1. 251.
    +4
    gün aydınlıklara doğmadı sanki. tam karanlık hakimdi o sabah benim üstüme çöken. odamdaki basit duvar saatinin tiktakları çıldırttı bir an aldım ayağımın altında ezdim iyice bozulana kadar.

    yine sevecen bir "günaydın"la irkildim buruk kalbimle ben. evet ayrılık saati oldukça yaklaşmaktaydı. son bir kahvaltı daha. hahah son bir kahvaltı. elimi yüzümü yıkadıktan sonra oturdum masaya. gözlerim dolacak gibi dökmeye hazır. ama tutuyordum kendimi. o ne lanet günlerden biriydi öyle be?

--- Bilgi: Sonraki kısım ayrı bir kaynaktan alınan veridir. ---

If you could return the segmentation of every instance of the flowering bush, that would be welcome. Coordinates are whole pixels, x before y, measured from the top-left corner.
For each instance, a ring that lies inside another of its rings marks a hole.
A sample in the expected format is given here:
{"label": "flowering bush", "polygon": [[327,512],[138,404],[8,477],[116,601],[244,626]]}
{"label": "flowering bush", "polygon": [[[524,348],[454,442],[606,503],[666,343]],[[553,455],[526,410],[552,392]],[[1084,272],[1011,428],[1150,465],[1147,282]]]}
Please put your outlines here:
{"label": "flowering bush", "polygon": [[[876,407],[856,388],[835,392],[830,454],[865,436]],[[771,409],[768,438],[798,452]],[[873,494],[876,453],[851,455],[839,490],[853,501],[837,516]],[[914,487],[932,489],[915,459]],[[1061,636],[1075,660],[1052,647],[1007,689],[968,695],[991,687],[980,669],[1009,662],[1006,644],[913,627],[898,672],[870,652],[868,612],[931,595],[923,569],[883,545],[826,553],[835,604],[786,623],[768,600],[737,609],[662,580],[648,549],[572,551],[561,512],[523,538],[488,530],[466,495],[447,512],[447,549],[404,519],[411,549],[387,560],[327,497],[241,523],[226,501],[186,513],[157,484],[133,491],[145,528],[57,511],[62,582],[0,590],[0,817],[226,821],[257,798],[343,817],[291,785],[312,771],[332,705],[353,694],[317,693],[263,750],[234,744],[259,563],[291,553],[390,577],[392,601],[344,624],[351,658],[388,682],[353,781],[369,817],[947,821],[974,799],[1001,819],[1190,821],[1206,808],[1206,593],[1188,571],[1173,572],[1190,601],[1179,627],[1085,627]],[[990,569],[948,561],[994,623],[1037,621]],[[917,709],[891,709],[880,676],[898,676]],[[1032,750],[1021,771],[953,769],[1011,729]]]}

    şirinlikler yaparak beni güldürmeye çalışıyordu ama mümkün değildi başarılı olması. kaynar sular dökülmeye devam ediyordu birileri tarafından "elleriniz dert görmesin" diyip duruyordum içimden.

    lokmalar boğazıma düğümleniyor, sıcak çay imdadıma yetişiyordu. pek konuşamadım o sabah kahvaltıda. beynim susmamı emrediyor, kalbim de onu destekliyordu.

    sevcan anlattı, anlattı, anlattı. oysa ki ben onu duymuyordum bile. sesi çok derinlerden boğuk geliyordu ve o sesleri beynimde bir türlü anlamlandıramıyordum.

    kapının önüne yığılı çantalar, bavullar, bir sürü eşya, birazdan gerçekleşecek felaketin abidesi gibi duruyorlardı orada yüzüme küfreder gibi.

    2 kez çalan bir korna sesiyle sanki tüm dünya sessizliğe büründü. tamamen ses gitmişti bu sefer.